The TPDT, introduced by the 2024 Treasury Laws Amendment, replaces the arm’s length debt test for general investors and financial entities with a simpler, more streamlined method.
The Australian Taxation Office (ATO) has issued Taxation Ruling TR 2025/2 (effective 1 October 2025), addressing the third-party debt test (TPDT) for thin capitalisation purposes.
Additionally, the ATO has finalised Schedule 3 of Practical Compliance Guideline (PCG) 2025/2, guiding restructures undertaken in response to the thin capitalisation and debt deduction creation rules.
The third-party debt test (TPDT) for thin capitalisation purposes
The TPDT was introduced by the Treasury Laws Amendment (Making Multinationals Pay Their Fair Share—Integrity and Transparency) Act 2024 (Act). The TPDT replaces the arm’s length debt test for general class investors and financial entities. It is designed to be a simpler and more streamlined test to apply and administer than the arm’s length debt test, which operated based on valuation metrics and a ‘hypothesised entity comparison’. Its design reflects that the earnings-based rules may not work appropriately for asset-heavy sectors with long depreciation periods, such as the infrastructure and property sectors.
In general terms, the TPDT limits an entity’s gross debt deductions for an income year to an amount equal to the sum of its debt deductions for that year that are attributable to debt interests issued to unrelated entities and used to fund its Australian operations. The TPDT may allow debt deductions in excess of those otherwise available under the earnings-based tests. However, the TPDT is designed to be narrow and is not intended to accommodate all third-party debt financing arrangements.
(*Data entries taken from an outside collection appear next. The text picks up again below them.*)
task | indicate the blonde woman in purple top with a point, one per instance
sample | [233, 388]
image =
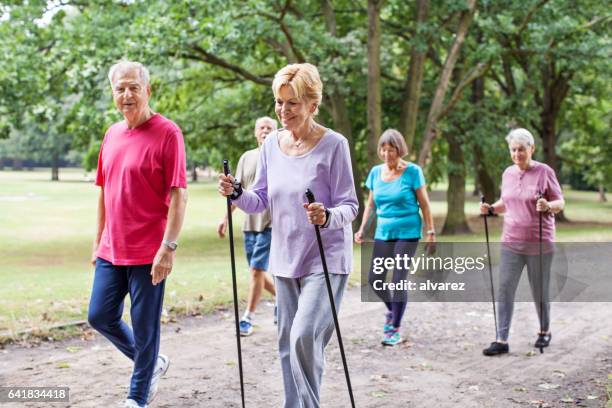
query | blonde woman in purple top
[303, 154]
[528, 189]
A critical condition of the TPDT is that the holder of the debt interest has recourse for payment of the debt only to the Australian assets of the issuer or an Australian entity that is a member of the “obligor group”. Assets that are rights under or in relation to a guarantee, security or other form of credit support are generally not permitted and will lead to failure of this condition unless certain limited exceptions apply. This condition is designed to ensure that independent commercial lenders determine the level and structure of debt finance they are prepared to provide an entity based only on its Australian assets. Another condition of the TPDT is that the issuer must use the proceeds of issuing the debt interest to fund its commercial activities in connection with Australia.
An entity will generally be able to claim its debt deductions in full if all the debt interests it issues satisfy the TPDT. That is, the TPDT will not disallow any part of its debt deductions. To the extent an entity’s debt deductions are attributable to debt interests that do not satisfy the TPDT, they are effectively disallowed.
The TPDT includes ‘conduit financing’ rules that allow debt deductions attributable to on-loans between related parties in certain circumstances. These rules are outside the scope of this Ruling.
A choice to use the TPDT may result in certain associate entities being deemed to have made the same choice. If an entity is deemed to have made a choice to apply the TPDT in relation to an income year, it is not permitted to make a choice to apply the group ratio test in relation to that year, and any choice it has made to apply the group ratio test for that income year is revoked and taken not to have been made.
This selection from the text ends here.